BEVERLY — In a rare rejection for Mayor Mike Cahill, the City Council on Monday night voted down a proposed $18 million library project.
Councilors expressed frustration that the cost had ballooned from its original $3.75 million price tag, and questioned whether such an expensive project would make it difficult to pay for other needed capital improvements, including at City Hall and Central Fire Station.
“The feedback I’ve heard is that $18 million is too much to spend on an HVAC system for a building valued at $6 million,” Ward 6 Councilor Matt St. Hilaire said.
The proposal by Cahill called for replacing the library’s failing HVAC system with a geothermal system, repairing the leaking roof, and making other improvements to the historic building at 32 Essex St. He said the project would eliminate the use of fossil fuels from the existing gas-fired system, help the city reduce its carbon footprint, and generate long-term operational and energy savings.
The City Council approved an initial $2 million for the project in June 2022 based on an estimated cost of $3.75 million. But when the project came back before the council in January, councilors were told the cost was now $18 million.
Councilors on Monday night expressed frustration that they were kept in the dark about the price increase for so long, and also said the city has other priorities that it should address first, including renovations to Central Fire Station, City Hall and the McPherson Youth Center.
“We should’ve had a better understanding that this was not only going to be an HVAC replacement but a much larger building project,”Councilor-at-large Brendan Sweeney said.

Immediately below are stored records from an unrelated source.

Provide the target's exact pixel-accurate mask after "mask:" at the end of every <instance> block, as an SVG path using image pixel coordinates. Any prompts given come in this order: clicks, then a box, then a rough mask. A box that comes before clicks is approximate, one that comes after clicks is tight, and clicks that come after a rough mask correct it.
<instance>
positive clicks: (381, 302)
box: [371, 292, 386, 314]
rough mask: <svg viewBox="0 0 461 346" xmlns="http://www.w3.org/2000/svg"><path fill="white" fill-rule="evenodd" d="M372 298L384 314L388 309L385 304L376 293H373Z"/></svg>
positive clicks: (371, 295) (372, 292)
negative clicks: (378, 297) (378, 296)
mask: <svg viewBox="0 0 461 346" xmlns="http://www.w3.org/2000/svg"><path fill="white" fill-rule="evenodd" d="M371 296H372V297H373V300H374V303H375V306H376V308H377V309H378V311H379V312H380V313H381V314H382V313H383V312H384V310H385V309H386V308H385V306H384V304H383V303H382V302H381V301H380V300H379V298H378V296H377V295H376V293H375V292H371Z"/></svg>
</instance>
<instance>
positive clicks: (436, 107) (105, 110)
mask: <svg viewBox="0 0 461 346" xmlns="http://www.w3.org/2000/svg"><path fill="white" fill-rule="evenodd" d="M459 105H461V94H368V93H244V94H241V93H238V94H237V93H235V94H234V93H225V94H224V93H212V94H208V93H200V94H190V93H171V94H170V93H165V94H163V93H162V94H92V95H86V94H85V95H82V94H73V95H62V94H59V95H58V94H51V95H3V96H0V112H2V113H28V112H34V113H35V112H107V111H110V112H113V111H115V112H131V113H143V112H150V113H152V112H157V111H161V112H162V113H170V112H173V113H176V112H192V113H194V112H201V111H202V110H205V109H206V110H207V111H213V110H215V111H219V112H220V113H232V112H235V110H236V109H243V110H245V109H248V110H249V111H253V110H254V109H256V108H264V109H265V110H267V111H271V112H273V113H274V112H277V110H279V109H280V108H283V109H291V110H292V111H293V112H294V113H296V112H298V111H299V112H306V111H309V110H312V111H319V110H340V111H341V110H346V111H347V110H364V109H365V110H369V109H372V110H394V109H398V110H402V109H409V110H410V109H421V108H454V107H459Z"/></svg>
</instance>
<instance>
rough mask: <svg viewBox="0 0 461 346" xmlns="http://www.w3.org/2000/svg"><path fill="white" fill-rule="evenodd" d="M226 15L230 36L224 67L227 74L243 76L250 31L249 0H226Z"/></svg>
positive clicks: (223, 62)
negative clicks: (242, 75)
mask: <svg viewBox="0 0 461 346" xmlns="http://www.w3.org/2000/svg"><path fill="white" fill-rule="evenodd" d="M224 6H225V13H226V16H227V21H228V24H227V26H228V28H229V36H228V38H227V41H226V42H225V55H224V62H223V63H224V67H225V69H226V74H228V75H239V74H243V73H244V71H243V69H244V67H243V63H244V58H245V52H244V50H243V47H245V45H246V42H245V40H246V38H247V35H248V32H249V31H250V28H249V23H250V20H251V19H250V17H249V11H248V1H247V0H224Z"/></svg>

The council voted down the project, 5-3. Sweeney, St. Hilaire, Hannah Bowen, Steve Crowley and Todd Rotondo voted no. Julie Flowers, Kathleen Feldman and Danielle Spang voted yes. Ward 4 Councilor Scott Houseman was not present. The project needed a two-thirds majority to pass.
Before the vote was taken, Cahill acknowledged that his administration should have done a better job of keeping the City Council updated on the project cost.
“We did not intentionally hold things back from you, but we should have come to you more quickly,” Cahill said. “Clearly that would have gone better for everyone.”
Cahill vowed to provide regular updates to the council on future capital projects.
“It’s better for all of us if we make a plan to come in on a regular basis and do an across-the-board project update,” he said. “It can only do us all and do the community good.”
Before the vote, members of the library trustees, the city’s Clean Energy Advisory Committee, and Green Beverly all spoke in favor of the project.
Library trustee Joanne Panunzio said the library is used as a cooling center in the summer and a warming center in the winter, yet the temperature could only get to 54 degrees one day. She said falling icicles have forced the closure of the Winter Street entrance and that lack of humidity control is affecting the preservation of “valuable treasures” in the Beverly Room and the Will Barnet Room.
“We need to think of this not as an HVAC project but as a major renovation project,” Panunzio said.
Dean Berg, executive director of Green Beverly, said he “almost fell off my chair” when he saw the price increase earlier this year. But he said the city will recoup the costs of a geothermal system because gas is more expensive in the long term. He also noted the unknown cost of carbon on the environment, referencing the ongoing flooding problems at Lynch Park.
“We have an obligation to our future generations,” Berg said. “I would like to see my kids and my grandkids have Lynch Park.”
Other residents spoke against the project. South Terrace resident Gin Wallace said “in what world does it make sense” to spend $18 million on a building that’s assessed at $6 million, even if that assessment is low.
“What’s been proposed is the platinum version of an HVAC system,” Wallace said. “Can’t we be sustainable with a bronze or silver system, maybe even gold?”
Willow Street resident Toni Musante said the City Council was “blindsided” by the project, which she said “has been going on behind closed doors for two years.”
“All the hearings are after the fact to placate the public and to give the impression that we are being listened to,” Musante said.
Flowers, the council president, said she supported the project, noting that the city would receive federal tax money to help pay for it and that the council’s budget analyst, Gerry Perry, said the city could afford it.
Flowers also cited the importance of the libraries to a community, calling them “among the last of the great equalizers what we have in our society.”
“An investment in our library to me is as much about equity and access as it is about sustainability,” Flowers said.
Bowen said she has often been the “lone vote” against projects because of a lack of information from the administration. She noted the many other needs at city buildings, including the Senior Center, public services, and elementary school roofs.
“Without those plans in place, locking us in to this size of a liability and commitment doesn’t feel right to me yet,” Bowen said.
Sweeney said the city should prioritize the renovation of City Hall and Central Fire Station, make short-term needed repairs to the library, then revisit the library HVAC system “in another two years.”